Si “lo social” es uno de los rasgos distintivos de nuestra especie y se manifiesta a través de emociones que, a su vez, necesitamos expresar y comunicar en el cara a cara con nuestros congéneres, en el mundo digital, esta cercanía se ha sustituido por frías pantallas de ordenador, que sin duda han hecho un gran papel, si bien han colaborado a la mudanza de lo interpersonal. Entre sus efectos negativos sobresalen la ansiedad y la depresión, que previsiblemente se han amplificado, sin la cercanía física de la mano y hombros amigos. También contemplarse los aspectos menos nocivos del aislamiento que, a buen seguro, nos ha hecho priorizar lo realmente relevante en nuestras vidas. En palabras del profesor Simone Belli, uno de los investigadores del proyecto PSY-COVID «debido al confinamiento se ha producido el empoderamiento de las propias vidas, de la responsabilidad, de los compromisos sociales, de la confianza y de la resiliencia. Los individuos, gracias a esta situación, pueden llegar a conocerse mejor».
Los primeros resultados de este trabajo, revelados a principios de julio, muestran, en lo que nuestro país se refiere, que alrededor del 35% de la población estaría en riesgo de padecer o habría tenido síntomas de ansiedad o depresión (particularmente las mujeres más jóvenes). Complementariamente cerca del 40% de los encuestados mostraron niveles altos de resiliencia, lo cual indica la alta capacidad de adaptación ante circunstancias adversas.
Otro tema que exige una reflexión es la gestión individual de la vivencia de la separación obligada de los familiares y seres queridos atendidos en centros sanitarios y/o residencias para personas mayores. Y, en su caso, la despedida ante los fallecimientos (rituales ante la muerte) que se han hecho, debido a la gravedad de la pandemia, bajo estrictos criterios de seguridad, con aforo limitado y sin poder compartir comunitariamente el dolor ante las pérdidas.

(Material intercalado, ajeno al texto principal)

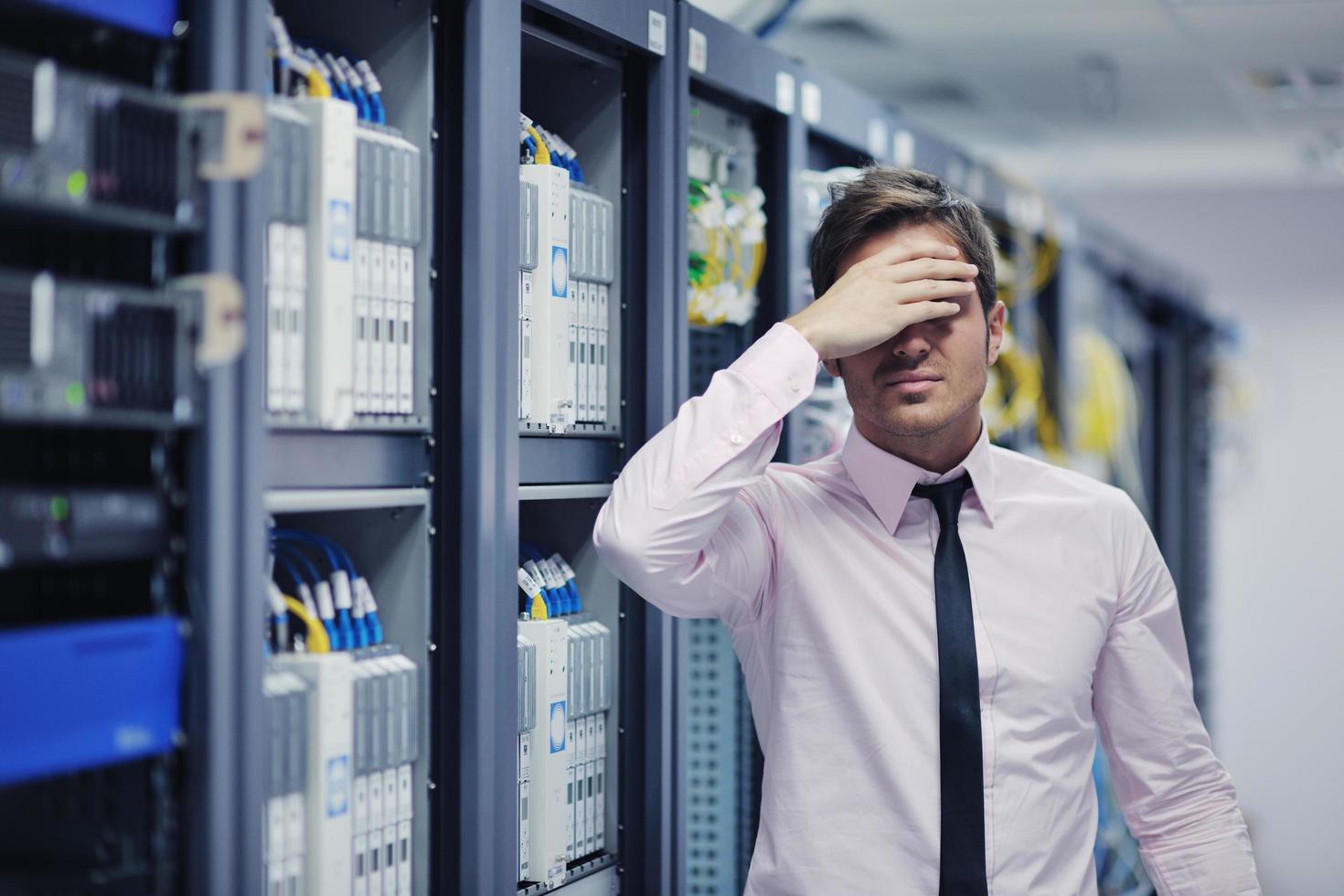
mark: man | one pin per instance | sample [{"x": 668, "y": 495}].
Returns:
[{"x": 932, "y": 627}]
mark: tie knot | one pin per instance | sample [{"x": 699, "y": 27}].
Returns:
[{"x": 946, "y": 497}]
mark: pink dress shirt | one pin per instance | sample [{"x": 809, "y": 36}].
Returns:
[{"x": 823, "y": 574}]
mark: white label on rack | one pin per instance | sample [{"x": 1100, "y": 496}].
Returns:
[
  {"x": 657, "y": 32},
  {"x": 811, "y": 102},
  {"x": 877, "y": 137},
  {"x": 903, "y": 148},
  {"x": 699, "y": 51},
  {"x": 784, "y": 91}
]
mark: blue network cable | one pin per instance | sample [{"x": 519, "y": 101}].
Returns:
[
  {"x": 555, "y": 602},
  {"x": 365, "y": 626},
  {"x": 337, "y": 560},
  {"x": 289, "y": 552},
  {"x": 374, "y": 89}
]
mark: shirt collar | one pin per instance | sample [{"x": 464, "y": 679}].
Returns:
[{"x": 886, "y": 481}]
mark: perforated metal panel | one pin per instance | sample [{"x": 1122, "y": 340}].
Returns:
[
  {"x": 712, "y": 769},
  {"x": 711, "y": 351}
]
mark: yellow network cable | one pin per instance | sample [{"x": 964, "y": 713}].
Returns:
[
  {"x": 317, "y": 640},
  {"x": 1015, "y": 391},
  {"x": 538, "y": 607},
  {"x": 543, "y": 155},
  {"x": 1108, "y": 411},
  {"x": 317, "y": 85}
]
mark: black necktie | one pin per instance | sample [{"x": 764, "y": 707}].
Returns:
[{"x": 963, "y": 865}]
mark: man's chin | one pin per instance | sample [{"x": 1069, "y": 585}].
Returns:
[{"x": 914, "y": 418}]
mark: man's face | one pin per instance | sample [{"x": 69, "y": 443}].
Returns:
[{"x": 928, "y": 375}]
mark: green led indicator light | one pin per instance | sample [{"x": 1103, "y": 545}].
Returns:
[{"x": 77, "y": 183}]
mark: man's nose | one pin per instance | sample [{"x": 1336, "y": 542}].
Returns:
[{"x": 912, "y": 341}]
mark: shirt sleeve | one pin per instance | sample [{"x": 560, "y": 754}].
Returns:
[
  {"x": 680, "y": 527},
  {"x": 1175, "y": 795}
]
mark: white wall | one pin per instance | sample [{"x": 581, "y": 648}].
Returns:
[{"x": 1275, "y": 262}]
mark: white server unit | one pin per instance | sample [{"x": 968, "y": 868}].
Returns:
[
  {"x": 285, "y": 271},
  {"x": 526, "y": 291},
  {"x": 386, "y": 738},
  {"x": 526, "y": 724},
  {"x": 593, "y": 266},
  {"x": 283, "y": 822},
  {"x": 389, "y": 220},
  {"x": 552, "y": 380},
  {"x": 329, "y": 744},
  {"x": 331, "y": 252},
  {"x": 549, "y": 753}
]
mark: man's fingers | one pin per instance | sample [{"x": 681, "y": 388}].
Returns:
[
  {"x": 909, "y": 251},
  {"x": 925, "y": 291},
  {"x": 923, "y": 269},
  {"x": 920, "y": 312}
]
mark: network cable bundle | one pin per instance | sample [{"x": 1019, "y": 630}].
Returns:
[
  {"x": 566, "y": 272},
  {"x": 726, "y": 228},
  {"x": 362, "y": 731},
  {"x": 340, "y": 262},
  {"x": 566, "y": 657}
]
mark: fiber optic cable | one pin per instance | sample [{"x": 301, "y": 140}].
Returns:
[
  {"x": 560, "y": 600},
  {"x": 319, "y": 78},
  {"x": 374, "y": 91},
  {"x": 531, "y": 587},
  {"x": 279, "y": 618},
  {"x": 317, "y": 640},
  {"x": 543, "y": 155},
  {"x": 319, "y": 595},
  {"x": 357, "y": 86},
  {"x": 346, "y": 635}
]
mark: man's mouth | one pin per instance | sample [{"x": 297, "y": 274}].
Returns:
[{"x": 912, "y": 382}]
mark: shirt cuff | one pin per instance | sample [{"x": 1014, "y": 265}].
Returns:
[{"x": 783, "y": 366}]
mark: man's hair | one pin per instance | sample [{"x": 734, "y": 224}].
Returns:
[{"x": 883, "y": 199}]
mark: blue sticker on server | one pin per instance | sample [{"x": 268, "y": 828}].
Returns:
[
  {"x": 337, "y": 223},
  {"x": 560, "y": 272},
  {"x": 337, "y": 786},
  {"x": 558, "y": 726}
]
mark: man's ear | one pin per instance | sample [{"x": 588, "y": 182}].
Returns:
[{"x": 997, "y": 317}]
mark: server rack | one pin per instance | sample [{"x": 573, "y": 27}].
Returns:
[
  {"x": 436, "y": 507},
  {"x": 511, "y": 483},
  {"x": 187, "y": 810}
]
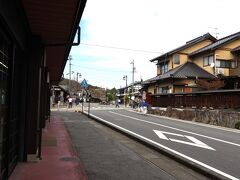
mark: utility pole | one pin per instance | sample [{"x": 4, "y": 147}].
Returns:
[
  {"x": 70, "y": 72},
  {"x": 126, "y": 90},
  {"x": 133, "y": 70},
  {"x": 78, "y": 74}
]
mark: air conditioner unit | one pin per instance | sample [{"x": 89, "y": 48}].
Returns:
[{"x": 220, "y": 70}]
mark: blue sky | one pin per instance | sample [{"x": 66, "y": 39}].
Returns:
[{"x": 149, "y": 28}]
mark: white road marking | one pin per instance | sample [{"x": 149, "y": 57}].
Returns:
[
  {"x": 191, "y": 122},
  {"x": 195, "y": 142},
  {"x": 136, "y": 119},
  {"x": 168, "y": 149}
]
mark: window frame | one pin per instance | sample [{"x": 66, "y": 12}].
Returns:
[
  {"x": 178, "y": 59},
  {"x": 207, "y": 59}
]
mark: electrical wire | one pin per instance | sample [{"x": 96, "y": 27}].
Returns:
[{"x": 119, "y": 48}]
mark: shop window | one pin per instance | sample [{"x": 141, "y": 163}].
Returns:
[
  {"x": 225, "y": 64},
  {"x": 207, "y": 60},
  {"x": 176, "y": 59}
]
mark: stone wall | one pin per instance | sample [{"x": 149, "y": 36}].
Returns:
[{"x": 218, "y": 117}]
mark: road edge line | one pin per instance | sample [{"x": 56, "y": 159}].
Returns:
[{"x": 190, "y": 164}]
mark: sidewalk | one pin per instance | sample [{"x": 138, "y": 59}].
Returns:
[{"x": 59, "y": 159}]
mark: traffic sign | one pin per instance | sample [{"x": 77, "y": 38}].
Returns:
[{"x": 84, "y": 83}]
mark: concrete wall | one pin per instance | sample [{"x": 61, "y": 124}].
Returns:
[{"x": 218, "y": 117}]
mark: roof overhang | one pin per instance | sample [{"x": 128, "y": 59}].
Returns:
[{"x": 56, "y": 23}]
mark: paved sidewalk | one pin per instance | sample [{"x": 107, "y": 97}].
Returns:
[{"x": 59, "y": 159}]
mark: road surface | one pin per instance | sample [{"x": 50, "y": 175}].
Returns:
[{"x": 213, "y": 149}]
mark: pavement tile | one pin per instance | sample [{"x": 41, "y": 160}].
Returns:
[{"x": 59, "y": 158}]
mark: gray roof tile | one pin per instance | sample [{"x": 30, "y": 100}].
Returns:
[
  {"x": 184, "y": 71},
  {"x": 217, "y": 44}
]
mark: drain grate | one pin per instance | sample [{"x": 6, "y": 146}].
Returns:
[{"x": 69, "y": 159}]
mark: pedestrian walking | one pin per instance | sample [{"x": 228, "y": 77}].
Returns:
[
  {"x": 117, "y": 103},
  {"x": 70, "y": 102}
]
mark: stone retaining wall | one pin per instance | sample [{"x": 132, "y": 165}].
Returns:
[{"x": 219, "y": 117}]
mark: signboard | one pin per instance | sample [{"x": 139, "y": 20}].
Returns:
[{"x": 84, "y": 83}]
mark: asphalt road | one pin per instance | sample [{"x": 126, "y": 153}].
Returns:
[
  {"x": 213, "y": 149},
  {"x": 108, "y": 154}
]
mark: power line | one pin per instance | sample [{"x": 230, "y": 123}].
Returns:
[
  {"x": 96, "y": 69},
  {"x": 119, "y": 48}
]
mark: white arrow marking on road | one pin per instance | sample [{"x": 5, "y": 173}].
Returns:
[{"x": 194, "y": 141}]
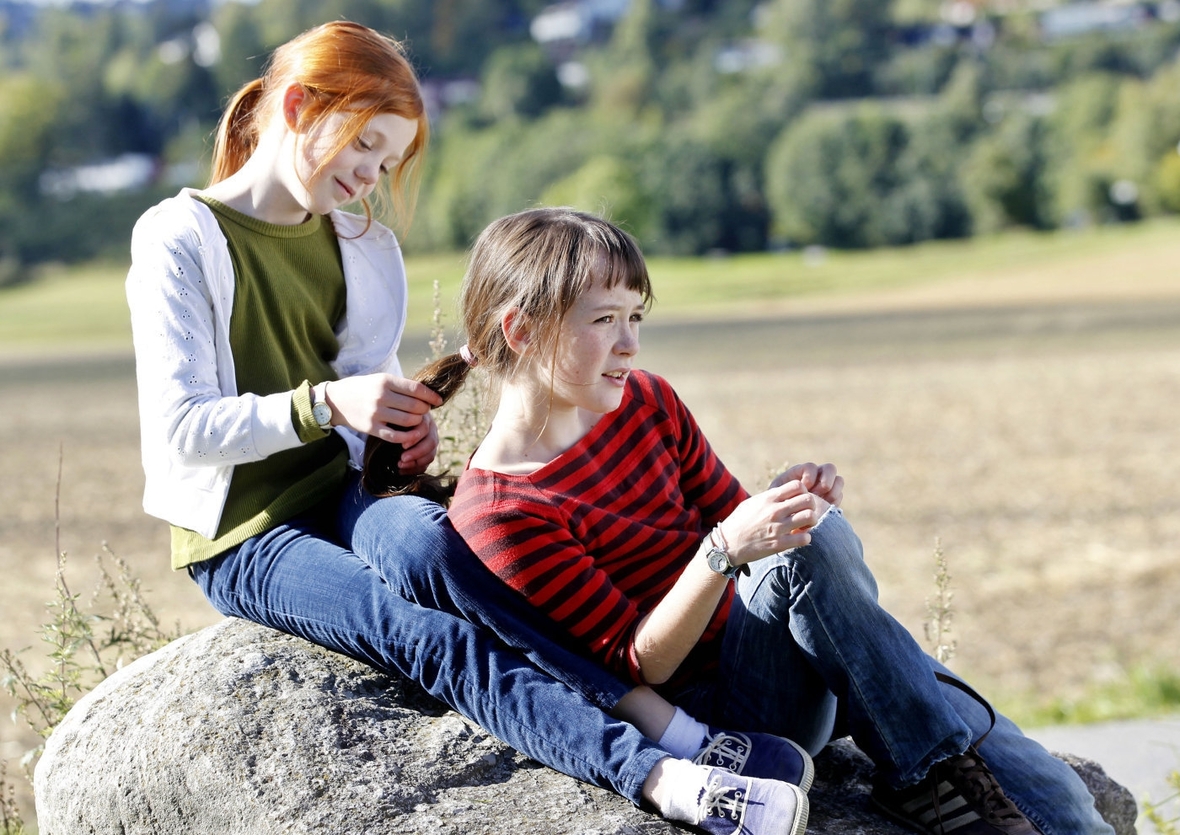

Como seres culturales que somos los ritos de paso son universales, en tanto en tienen un significado concreto para la conciencia social y, posiblemente, sea el de la muerte el que mayor significación tenga para el individuo y para la sociedad, pues en terminología de uno de los padres de la sociología Emilio Durkheim constituye un “hecho social” que delimita la naturaleza de una u otra organización social. En consecuencia, la muerte, asociada al duelo, marca el final de la vida, de tal suerte que los ritos funerarios, bien religiosos o no son universales culturales, que cumplen funciones psicológicas, sociológicas o simbólicas para los integrantes del grupo. Realzan el sentido de pertenencia, de identidad y de solidaridad para superar la vivencia de la muerte, además de ser acciones de control social. Son, en definitiva, sistemas simbólicos que posibilitan la comunicación entre los individuos y la sociedad, que promueven la integración y refuerzan la interacción. Según el gran antropólogo Levi-Strauss son la marca innegable de la autoconciencia y muestran el sincretismo del sistema socio-cultural e ideológico de una sociedad concreta.
En este sentido, lo vivido en los últimos meses ha sido inédito para las generaciones de nuestros días, aunque lo recordarán los ancianos que transitaron en tiempos de guerra, que además se han revelado los más damnificados por este virus letal.
Por ello, estudios como el destacado sobre las repercusiones del COVID 19 tienen la virtualidad de analizar cómo han afectado al estado psicológico y mental las medidas adoptadas por cada gobierno o administraciones públicas. También permite conocer el impacto de cómo y en qué medida las diferencias socioculturales de cada país han condicionado las posibilidades de adaptación de la población a las circunstancias emergentes. Dos cuestiones básicas, desde mi punto de vista, para prevenir y afrontar institucionalmente contingencias similares.
[1] Morin, E. (2011). Los siete saberes necesarios para la educación del futuro. Barcelona: Paidós.